The evidence complained of by the appellant as incompetent was a statement made by Mrs. John Bailey, a witness for the Commonwealth, on her examination in chief, that the appellant, on the day of, the homicide in question, and while on the way to the place of its occurrence, sold and delivered to purchasers thereof three quarts of moonshine whiskey carried in his automobile. A like statement was obtained from the appellant -by the Commonwealth on his cross-examination. The appellant objected to this evidence when offered by the Commonwealth and stated by the witnesses and duly excepted to the overruling of his objections by the court. This evidence was clearly incompetent and necessarily prejudicial to the substantial rights of the appellant, as his sale of the liquor constituted a separate offense, or offenses, wholly disconnected from the homicide for which he was being tried; and moreover, his enforced confession of the sale of such liquor was incompetent for the additional reason, that it compelled him to incriminate himself. From no conceivable standpoint could this evidence have served any legitimate purpose in this case, as it did not serve to connect the appellant with the commission of the crime, was not needed to identify him as the guilty party nor did it in any way conduce to show his motive therefor. Watson v. Comlth., 132 Ky. 46; Romes v. Comlth., 164 Ky. 334; Herring v. Comlth., 200 Ky. 304; Partin & Allen v. Comlth., 197 Ky. 840. 'It follows from what has been said that the admission b-y the court of the evidence in question was reversible error.
It is equally clear that the trial court erred to- the prejudice of the appellant’s substantial right in permitting counsel to quote and discuss this evidence in argument to the jury. This will readily be understood from the following statements made by the counsel in his argument:
“The defendant is not only a murderer but a liquor seller as well. . . . The defendant’s day’s work was not yet done. He had sold his three quarts*63 of whiskey, had killed Abe Wireman and now he must kill Bill Wireman. . . . The crowd who were present at the first difficulty in which Abe Wireman was killed might have been liquor drinkers, but they were not liquor sellers. . . . That the taxpayers of the state could spend their money and erect courthouses until their, domes would kiss the clouds, but as long as men were permitted to bootleg whiskey the law against murder would never be enforced.”
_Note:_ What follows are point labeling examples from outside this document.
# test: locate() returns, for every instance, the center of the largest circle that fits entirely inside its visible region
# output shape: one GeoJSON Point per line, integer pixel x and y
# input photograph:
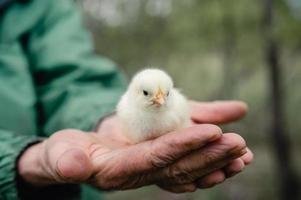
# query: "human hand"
{"type": "Point", "coordinates": [108, 162]}
{"type": "Point", "coordinates": [221, 112]}
{"type": "Point", "coordinates": [71, 156]}
{"type": "Point", "coordinates": [214, 112]}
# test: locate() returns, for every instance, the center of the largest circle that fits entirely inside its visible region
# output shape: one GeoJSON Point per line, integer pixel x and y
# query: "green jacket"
{"type": "Point", "coordinates": [50, 79]}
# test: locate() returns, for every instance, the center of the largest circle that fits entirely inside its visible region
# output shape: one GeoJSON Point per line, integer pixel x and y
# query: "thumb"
{"type": "Point", "coordinates": [73, 166]}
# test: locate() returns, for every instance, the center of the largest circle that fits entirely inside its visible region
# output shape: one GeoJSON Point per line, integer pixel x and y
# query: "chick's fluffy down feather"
{"type": "Point", "coordinates": [141, 118]}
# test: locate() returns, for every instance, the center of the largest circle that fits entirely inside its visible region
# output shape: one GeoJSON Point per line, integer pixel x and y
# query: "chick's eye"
{"type": "Point", "coordinates": [145, 93]}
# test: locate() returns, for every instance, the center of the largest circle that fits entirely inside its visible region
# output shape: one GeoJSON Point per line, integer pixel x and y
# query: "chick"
{"type": "Point", "coordinates": [152, 107]}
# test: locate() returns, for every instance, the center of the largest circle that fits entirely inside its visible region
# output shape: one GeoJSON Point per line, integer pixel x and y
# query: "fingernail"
{"type": "Point", "coordinates": [235, 152]}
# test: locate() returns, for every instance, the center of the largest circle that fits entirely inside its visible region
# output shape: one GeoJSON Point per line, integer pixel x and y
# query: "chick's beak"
{"type": "Point", "coordinates": [159, 98]}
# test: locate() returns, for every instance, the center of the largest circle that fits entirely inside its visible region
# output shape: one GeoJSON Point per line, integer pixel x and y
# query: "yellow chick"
{"type": "Point", "coordinates": [152, 106]}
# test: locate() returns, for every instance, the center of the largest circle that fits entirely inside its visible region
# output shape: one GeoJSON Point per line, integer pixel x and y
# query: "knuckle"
{"type": "Point", "coordinates": [235, 140]}
{"type": "Point", "coordinates": [209, 158]}
{"type": "Point", "coordinates": [179, 175]}
{"type": "Point", "coordinates": [159, 158]}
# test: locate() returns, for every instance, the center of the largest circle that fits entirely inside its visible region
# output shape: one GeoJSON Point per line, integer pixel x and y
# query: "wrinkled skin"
{"type": "Point", "coordinates": [182, 161]}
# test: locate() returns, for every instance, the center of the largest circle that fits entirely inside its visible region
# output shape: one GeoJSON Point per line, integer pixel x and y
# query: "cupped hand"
{"type": "Point", "coordinates": [178, 161]}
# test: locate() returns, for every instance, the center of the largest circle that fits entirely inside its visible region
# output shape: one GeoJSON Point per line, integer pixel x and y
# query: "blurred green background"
{"type": "Point", "coordinates": [214, 50]}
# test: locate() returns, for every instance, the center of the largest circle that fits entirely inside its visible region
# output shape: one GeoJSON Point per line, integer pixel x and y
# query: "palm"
{"type": "Point", "coordinates": [107, 160]}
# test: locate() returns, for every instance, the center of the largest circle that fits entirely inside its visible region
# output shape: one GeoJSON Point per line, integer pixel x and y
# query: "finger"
{"type": "Point", "coordinates": [234, 167]}
{"type": "Point", "coordinates": [189, 187]}
{"type": "Point", "coordinates": [218, 112]}
{"type": "Point", "coordinates": [149, 156]}
{"type": "Point", "coordinates": [74, 166]}
{"type": "Point", "coordinates": [211, 179]}
{"type": "Point", "coordinates": [68, 161]}
{"type": "Point", "coordinates": [204, 161]}
{"type": "Point", "coordinates": [171, 147]}
{"type": "Point", "coordinates": [248, 157]}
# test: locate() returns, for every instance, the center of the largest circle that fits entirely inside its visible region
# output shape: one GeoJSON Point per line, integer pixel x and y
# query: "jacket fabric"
{"type": "Point", "coordinates": [50, 79]}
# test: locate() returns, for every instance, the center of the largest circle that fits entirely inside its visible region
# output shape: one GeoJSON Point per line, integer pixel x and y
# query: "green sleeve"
{"type": "Point", "coordinates": [74, 86]}
{"type": "Point", "coordinates": [11, 145]}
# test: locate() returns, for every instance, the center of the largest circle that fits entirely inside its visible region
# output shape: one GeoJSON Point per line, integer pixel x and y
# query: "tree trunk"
{"type": "Point", "coordinates": [288, 178]}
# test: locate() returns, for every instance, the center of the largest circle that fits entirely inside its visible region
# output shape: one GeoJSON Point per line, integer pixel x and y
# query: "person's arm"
{"type": "Point", "coordinates": [74, 86]}
{"type": "Point", "coordinates": [11, 144]}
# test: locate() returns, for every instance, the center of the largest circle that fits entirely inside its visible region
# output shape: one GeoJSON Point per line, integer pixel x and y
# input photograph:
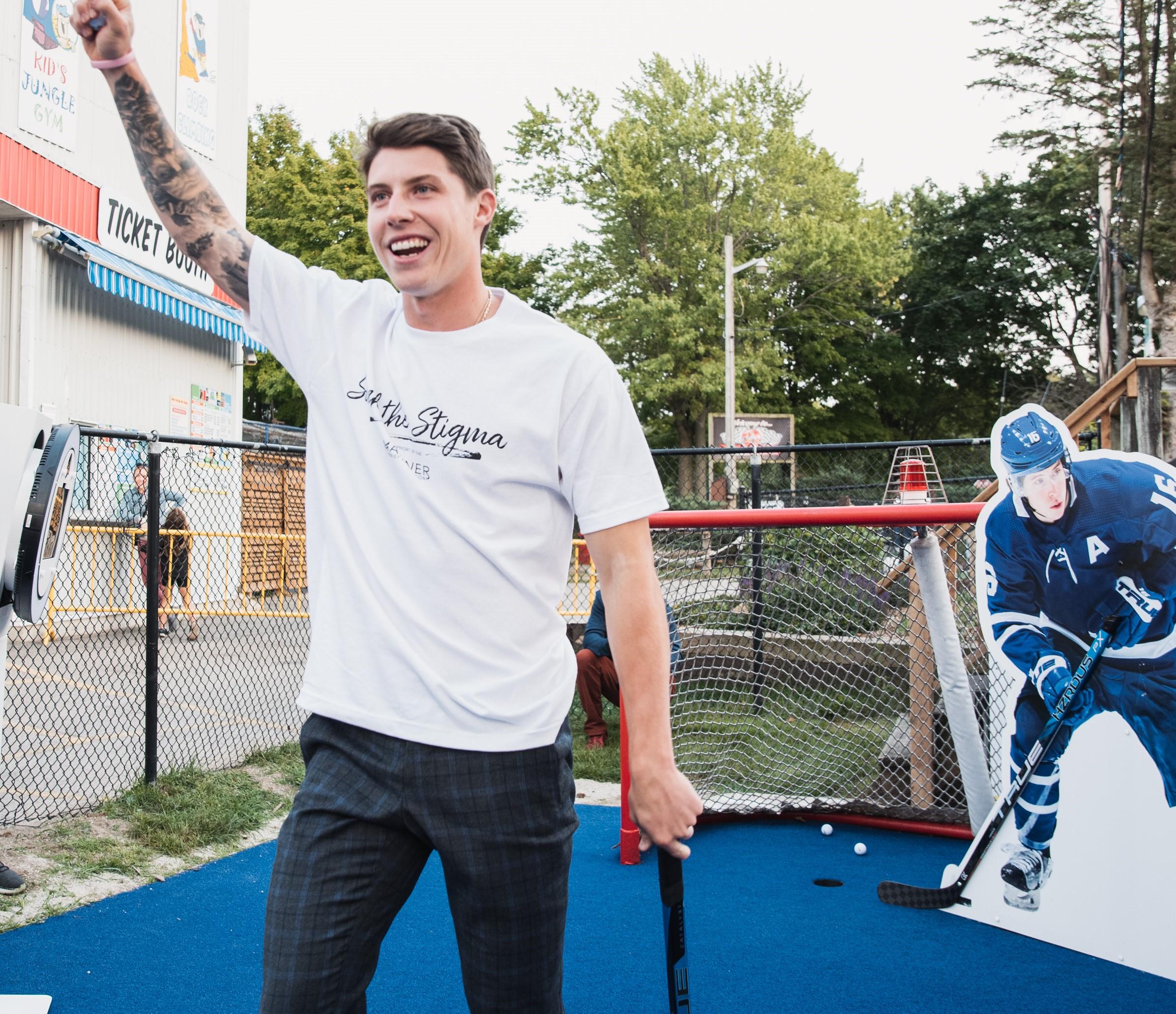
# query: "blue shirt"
{"type": "Point", "coordinates": [133, 505]}
{"type": "Point", "coordinates": [596, 633]}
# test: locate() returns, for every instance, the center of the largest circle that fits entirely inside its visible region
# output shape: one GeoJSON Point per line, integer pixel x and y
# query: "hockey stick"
{"type": "Point", "coordinates": [670, 879]}
{"type": "Point", "coordinates": [905, 895]}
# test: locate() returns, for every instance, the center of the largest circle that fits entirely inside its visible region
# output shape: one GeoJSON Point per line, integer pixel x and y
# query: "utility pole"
{"type": "Point", "coordinates": [1105, 274]}
{"type": "Point", "coordinates": [730, 383]}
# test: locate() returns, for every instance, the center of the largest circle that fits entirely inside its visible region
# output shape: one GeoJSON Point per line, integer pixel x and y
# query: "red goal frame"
{"type": "Point", "coordinates": [884, 515]}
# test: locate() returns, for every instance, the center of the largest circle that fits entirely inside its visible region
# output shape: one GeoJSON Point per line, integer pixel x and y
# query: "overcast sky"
{"type": "Point", "coordinates": [888, 83]}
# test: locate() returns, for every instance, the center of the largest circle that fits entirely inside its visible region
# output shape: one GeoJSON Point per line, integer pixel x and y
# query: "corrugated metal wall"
{"type": "Point", "coordinates": [10, 312]}
{"type": "Point", "coordinates": [104, 360]}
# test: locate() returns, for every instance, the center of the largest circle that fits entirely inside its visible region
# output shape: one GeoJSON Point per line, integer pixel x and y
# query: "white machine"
{"type": "Point", "coordinates": [38, 471]}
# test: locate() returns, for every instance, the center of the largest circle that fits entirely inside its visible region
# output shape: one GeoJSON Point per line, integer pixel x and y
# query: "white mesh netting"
{"type": "Point", "coordinates": [807, 679]}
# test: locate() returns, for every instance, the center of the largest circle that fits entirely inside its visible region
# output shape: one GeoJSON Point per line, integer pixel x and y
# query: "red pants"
{"type": "Point", "coordinates": [595, 678]}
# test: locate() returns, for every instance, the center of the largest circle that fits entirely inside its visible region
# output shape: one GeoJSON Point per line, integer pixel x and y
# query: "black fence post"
{"type": "Point", "coordinates": [757, 587]}
{"type": "Point", "coordinates": [151, 695]}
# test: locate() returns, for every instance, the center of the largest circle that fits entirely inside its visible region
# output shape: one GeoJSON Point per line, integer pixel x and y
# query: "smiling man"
{"type": "Point", "coordinates": [453, 434]}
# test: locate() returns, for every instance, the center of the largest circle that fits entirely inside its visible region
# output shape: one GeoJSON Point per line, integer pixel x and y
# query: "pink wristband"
{"type": "Point", "coordinates": [110, 65]}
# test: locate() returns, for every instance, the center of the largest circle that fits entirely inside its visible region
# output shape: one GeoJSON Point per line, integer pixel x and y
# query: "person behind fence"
{"type": "Point", "coordinates": [133, 511]}
{"type": "Point", "coordinates": [175, 551]}
{"type": "Point", "coordinates": [455, 434]}
{"type": "Point", "coordinates": [596, 674]}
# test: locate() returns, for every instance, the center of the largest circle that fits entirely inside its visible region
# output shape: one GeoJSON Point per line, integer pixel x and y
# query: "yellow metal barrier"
{"type": "Point", "coordinates": [581, 573]}
{"type": "Point", "coordinates": [88, 580]}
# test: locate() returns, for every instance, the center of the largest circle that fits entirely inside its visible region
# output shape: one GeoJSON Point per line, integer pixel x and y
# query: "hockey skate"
{"type": "Point", "coordinates": [1025, 875]}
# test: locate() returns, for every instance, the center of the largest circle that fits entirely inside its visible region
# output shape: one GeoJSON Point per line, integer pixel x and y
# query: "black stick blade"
{"type": "Point", "coordinates": [907, 896]}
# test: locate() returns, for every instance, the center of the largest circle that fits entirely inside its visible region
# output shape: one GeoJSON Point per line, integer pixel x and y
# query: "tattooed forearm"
{"type": "Point", "coordinates": [192, 211]}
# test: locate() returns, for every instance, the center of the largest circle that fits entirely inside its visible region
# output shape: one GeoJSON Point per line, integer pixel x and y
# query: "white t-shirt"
{"type": "Point", "coordinates": [442, 473]}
These inflammatory and prejudicial comments thus made upon the incompetent evidence in question were calculated to divert and must have diverted the minds of the jury from the real issues under consideration and inflamed their passion and prejudices against the appellant to such an extent as prevented him from receiving a fair and impartial trial. Such arguments thus based upon incompetent and highly prejudicial evidence have repeatedly been condemned by this court, and the failure of the court when appealed to by the appellant to exclude such remarks from the consideration of the jury declared reversible error. Stroud v. Comlth., 160 Ky. 503; Childers v. Comlth., 161 Ky. 440; Slaughter v. Comlth., 149 Ky. 5.
As the case must again be tried we refrain from expressing an opinion as to the weight or effect of the evidence, further than to say that it seems sufficient to authorize the submission of the case to the jury. For the reasons indicated the judgment is reversed and cause remanded for a new trial, not inconsistent with the opinion.